Neo-colonial, is how director Jacques Diouf of the UN's Food and Agricultural Organisation (FAO) has branded the practice. Since 2006, developing countries have leased 15 to 20 million hectares of farm land to foreign investors, according to a study by the International Food Policy Research Institute - a territory equal to the total farming area of France - with a turnover of 20 to 30 billion dollars since 2006.
New research commissioned by the FAO and the International Fund for
Agricultural Development (IFAD, also a UN organisation) says the leasing of
farm land to foreign companies, investment funds and foreign governments is
now a worldwide phenomenon. The study, conducted together with the British
International Institute for Environment and Development (IIED), concentrated
on five African countries - Ethiopia, Ghana, Madagascar, Mali and Sudan -
where 2.5 million hectares of farm land have been leased out since 2004.
Feeding the rich
The main investors are semi-government companies and investment companies from oil-rich countries in the Middle East and Asia where fast growth and consequent high demand for fuel and food go hand in hand with poor agricultural facilities. Qatar and Kuwait, for instance, are big investors in Sudan. Ethiopia has leased farm land to Saudi Arabia.
The researchers warn against jumping to conclusions about the effect of the practice on African countries. "Africa has been dying for decades to attract more foreign investment, so let's not shoot ourselves in the foot," Harold Liversage, an IFAD researcher, told Reuters press agency.
But they also point to the dangers. Many African countries lack efficient property and environmental laws. In the absence of clear agreements, "there is a risk of poor people being chased off their land or loosing access to land, water or other necessities," the study warns.

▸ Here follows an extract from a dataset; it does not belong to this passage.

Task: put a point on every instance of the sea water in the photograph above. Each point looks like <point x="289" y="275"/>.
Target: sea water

One bad example is Madagascar, where Daewoo from South Korea leased 1.3 million hectares of farm land - half of all the farm land on the island. The deal raised anger among poor Madagascans and led to a popular uprising that culminated in president Marc Ravalomanana being removed in a coup led by the populist Andry Rajoelina.
The debate over leased farm land is similar to the one about Chinese investments in Africa. Critics say China investing in infrastructure in Africa in exchange for natural resources is neo-colonial too. But supporters say the cheap loans and investments provided by China are beneficial to African countries.
China, by the way, is not looking for food from Africa. Its land deals in Africa are for bio-fuel or for pure investment purposes. For its food supply, China prefers to look to South-East Asia.